There’s something to vegan-based investing as is being proved by the US Vegan Climate ETF (VEGN) this year.
VEGN tracks the Beyond Investing US Vegan Climate Index, which is a passive, rules-based index of U.S. large cap stocks, screened according to vegan and climate-conscious principles, excluding stocks of companies whose business activities include animal exploitation, defense, human rights abuses, fossil fuels extraction energy production, and other environmentally damaging activities.
“VEGAN is ahead, by some 2.16% year-to-date when compared with the performance of the S&P500 Index. On a price basis, VEGAN was down 8.44% whereas the S&P500 Index was down 10.60% as of 30th April 2020,” according to Beyond Investing, VEGN’s issuer.
VEGN Proves Its Worth
By excluding meat-centric companies, VEGN seeks to provide market-capitalization-weighted exposure to US companies that satisfy its rigorous ESG standards, limiting its largest holdings to 5% of the total portfolio.

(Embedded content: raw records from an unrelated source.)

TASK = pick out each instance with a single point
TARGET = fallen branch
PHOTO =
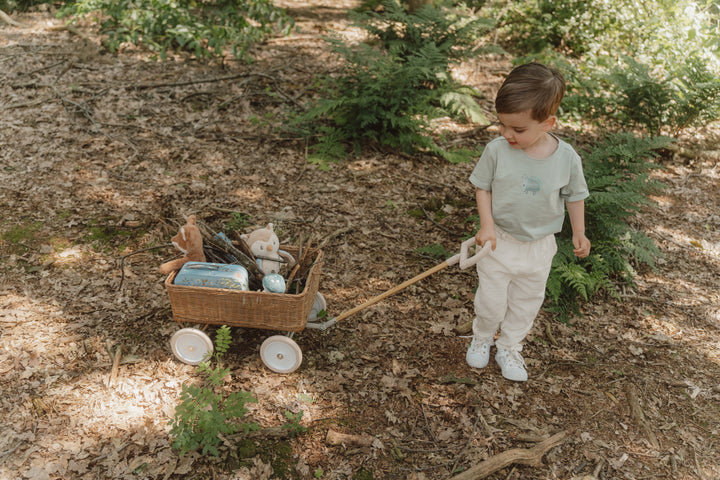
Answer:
(524, 456)
(639, 416)
(347, 439)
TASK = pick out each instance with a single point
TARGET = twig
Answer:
(639, 415)
(334, 234)
(470, 439)
(6, 18)
(116, 366)
(256, 275)
(122, 260)
(427, 215)
(523, 456)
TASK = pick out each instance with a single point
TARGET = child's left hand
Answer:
(582, 245)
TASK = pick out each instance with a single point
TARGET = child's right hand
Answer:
(485, 235)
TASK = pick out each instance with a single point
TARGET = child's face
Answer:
(522, 131)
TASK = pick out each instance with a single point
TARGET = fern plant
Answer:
(206, 411)
(391, 87)
(616, 171)
(203, 28)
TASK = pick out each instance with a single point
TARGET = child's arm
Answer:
(576, 211)
(487, 224)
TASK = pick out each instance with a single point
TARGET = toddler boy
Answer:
(524, 180)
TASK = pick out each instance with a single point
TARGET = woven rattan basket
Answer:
(237, 308)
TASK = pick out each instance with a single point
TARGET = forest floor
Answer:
(105, 154)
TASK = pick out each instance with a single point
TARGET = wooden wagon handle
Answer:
(461, 258)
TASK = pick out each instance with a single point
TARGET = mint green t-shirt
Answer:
(529, 195)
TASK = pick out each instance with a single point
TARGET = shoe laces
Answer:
(513, 359)
(479, 346)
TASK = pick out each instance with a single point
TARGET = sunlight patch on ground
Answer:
(683, 239)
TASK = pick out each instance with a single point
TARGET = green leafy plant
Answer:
(617, 175)
(207, 411)
(651, 66)
(203, 28)
(391, 87)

“The source of the outperformance is primarily the overweight in technology and the absence of any companies in underperforming sectors such as meat and dairy production, stores, theme parks, hotels, restaurants and cruise lines (due to animal-derived products, the impact of their emissions and their contribution to habitat destruction),” notes Beyond Investing.
In addition to its sensitivity to the treatment of animals, VEGN has other impressive ESG credentials.
“In addition, VEGN has no oil stocks, no utilities which are large users of fossil fuels, nor banks which lend disproportionately to oil projects, because of the climate impact. However, an overall overweight to financials outside of the large fossil fuel lenders detracted from performance,” according to the issuer.
VEGN’s out-performance of the S&P 500 this year is even more impressive when considering some of the high-flying stocks the underlying index eschews.
“VEGAN does not contain many stocks in the chemicals and pharmaceuticals industries, because of animal testing. Nor does it own Amazon, because of their sales of meat products, or Netflix, because of their involvement in films using animals. Mining stocks are excluded for environmental and human rights reasons,” said Beyond Investing.